As machine learning models are trained on ever-larger and more complex datasets, it has become standard to distribute this training across multiple physical computing devices. Such an approach offers a number of potential benefits, including reduced training time and storage needs due to parallelization. Distributed stochastic gradient descent (SGD) is a common iterative framework for training machine learning models: in each iteration, local workers compute parameter updates on a local dataset. These are then sent to a central server, which aggregates the local updates and pushes global parameters back to local workers to begin a new iteration. Distributed SGD, however, can be expensive in practice: training a typical deep learning model might require several days and thousands of dollars on commercial cloud platforms. Cloud-based services that allow occasional worker failures (e.g., locating some workers on Amazon spot or Google preemptible instances) can reduce this cost, but may also reduce the training accuracy.

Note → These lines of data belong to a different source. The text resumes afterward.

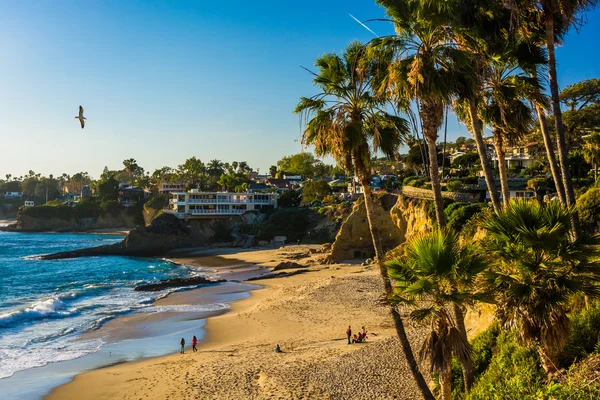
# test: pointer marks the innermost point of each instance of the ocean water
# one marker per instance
(45, 306)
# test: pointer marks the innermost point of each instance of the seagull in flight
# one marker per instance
(81, 117)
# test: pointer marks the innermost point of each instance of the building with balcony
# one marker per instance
(197, 204)
(519, 157)
(170, 187)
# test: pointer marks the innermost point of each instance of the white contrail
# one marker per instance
(363, 25)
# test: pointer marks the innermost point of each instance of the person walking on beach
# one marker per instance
(349, 334)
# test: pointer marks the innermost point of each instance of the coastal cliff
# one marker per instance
(396, 219)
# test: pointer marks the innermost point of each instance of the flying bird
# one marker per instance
(81, 117)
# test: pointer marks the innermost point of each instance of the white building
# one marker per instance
(521, 157)
(195, 203)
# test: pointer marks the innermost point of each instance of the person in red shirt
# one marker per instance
(349, 334)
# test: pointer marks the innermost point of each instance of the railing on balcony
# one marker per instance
(215, 211)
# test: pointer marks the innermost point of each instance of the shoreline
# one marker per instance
(152, 327)
(306, 314)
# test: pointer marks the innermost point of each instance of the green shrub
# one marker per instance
(315, 191)
(408, 179)
(289, 199)
(513, 373)
(584, 336)
(112, 207)
(461, 215)
(455, 186)
(588, 205)
(482, 351)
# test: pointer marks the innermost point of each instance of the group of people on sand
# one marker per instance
(361, 337)
(182, 343)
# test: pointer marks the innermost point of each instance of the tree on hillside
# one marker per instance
(429, 71)
(537, 269)
(583, 101)
(299, 164)
(436, 275)
(78, 181)
(133, 170)
(192, 173)
(466, 162)
(348, 121)
(28, 185)
(273, 171)
(504, 108)
(107, 188)
(46, 189)
(315, 191)
(557, 16)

We quantify the effect of worker failure and recovery rates on the model accuracy and wall-clock training time, and show both analytically and experimentally that these performance bounds can be used to optimize the SGD worker configurations. In particular, we can optimize the number of workers that utilize spot or preemptible instances. Compared to heuristic worker configuration strategies and standard on-demand instances, we dramatically reduce the cost of training a model, with modest increases in training time and the same level of accuracy. Finally, we discuss implications of our work for federated learning environments, which use a variant of distributed SGD. Two major challenges in federated learning are unpredictable worker failures and a heterogeneous (non-i.i.d.) distribution of data across the workers, and we show that our characterization of distributed SGD's performance under worker failures can be adapted to this setting.

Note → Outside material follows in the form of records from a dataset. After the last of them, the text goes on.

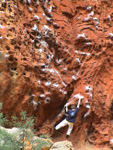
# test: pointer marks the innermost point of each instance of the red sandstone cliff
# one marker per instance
(52, 50)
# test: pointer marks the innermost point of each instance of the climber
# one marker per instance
(70, 119)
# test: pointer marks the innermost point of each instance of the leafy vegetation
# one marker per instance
(23, 138)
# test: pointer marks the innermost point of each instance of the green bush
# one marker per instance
(26, 134)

The ISL Colloquium meets weekly during the academic year. Seminars are each Thursday at 4:30pm PT, unless indicated otherwise.

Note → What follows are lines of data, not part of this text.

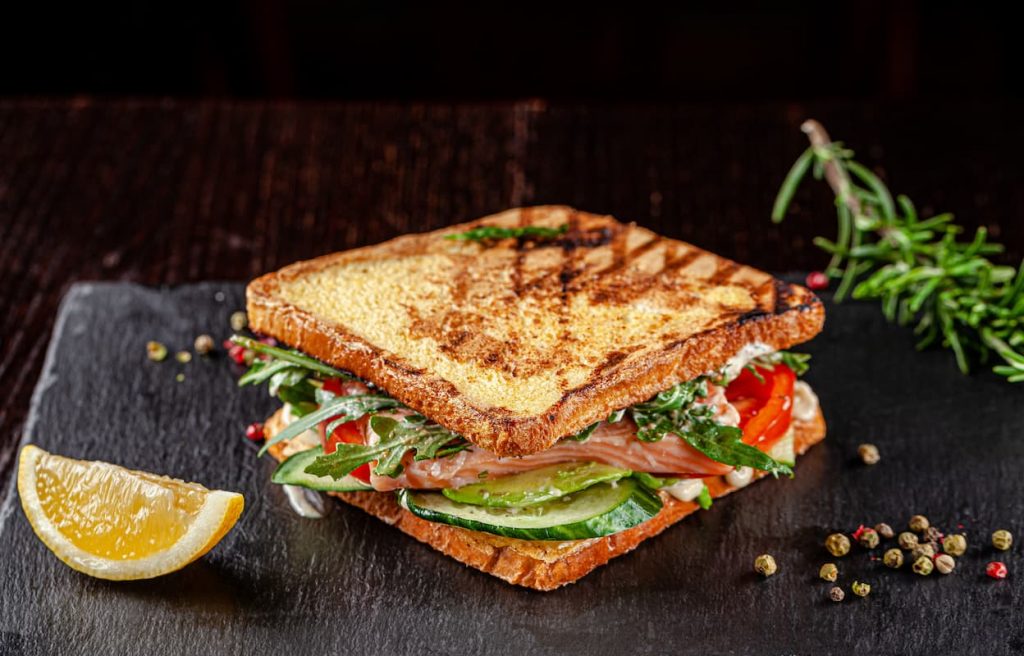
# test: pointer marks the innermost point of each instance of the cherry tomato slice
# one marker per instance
(349, 433)
(765, 405)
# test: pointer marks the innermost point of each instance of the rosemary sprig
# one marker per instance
(488, 232)
(918, 268)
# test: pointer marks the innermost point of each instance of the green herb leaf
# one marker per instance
(487, 232)
(916, 268)
(426, 439)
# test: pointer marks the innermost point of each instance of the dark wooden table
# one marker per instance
(164, 192)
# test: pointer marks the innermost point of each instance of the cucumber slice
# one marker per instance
(784, 450)
(292, 472)
(600, 510)
(536, 486)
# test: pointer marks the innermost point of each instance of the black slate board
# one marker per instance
(952, 448)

Until further notice, the ISL Colloquium convenes exclusively via Zoom (on Thursdays at 4:30pm PT) due to the ongoing pandemic. To avoid "Zoom-bombing", we ask attendees to input their email address here https://stanford.zoom.us/meeting/register/tJckfuCurzkvEtKKOBvDCrPv3McapgP6HygJ to receive the Zoom meeting details via email.
Carlee Joe-Wong is an Assistant Professor of Electrical and Computer Engineering at Carnegie Mellon University. She received her A.B., M.A., and Ph.D. degrees from Princeton University in 2011, 2013, and 2016, respectively. Dr. Joe-Wong's research is in optimizing networked systems, particularly on applying machine learning and pricing to data and computing networks. From 2013 to 2014, she was the Director of Advanced Research at DataMi, a startup she co-founded from her Ph.D. research on mobile data pricing. She has received a few awards for her work, including the ARO Young Investigator Award in 2019, the NSF CAREER Award in 2018, and the INFORMS ISS Design Science Award in 2014.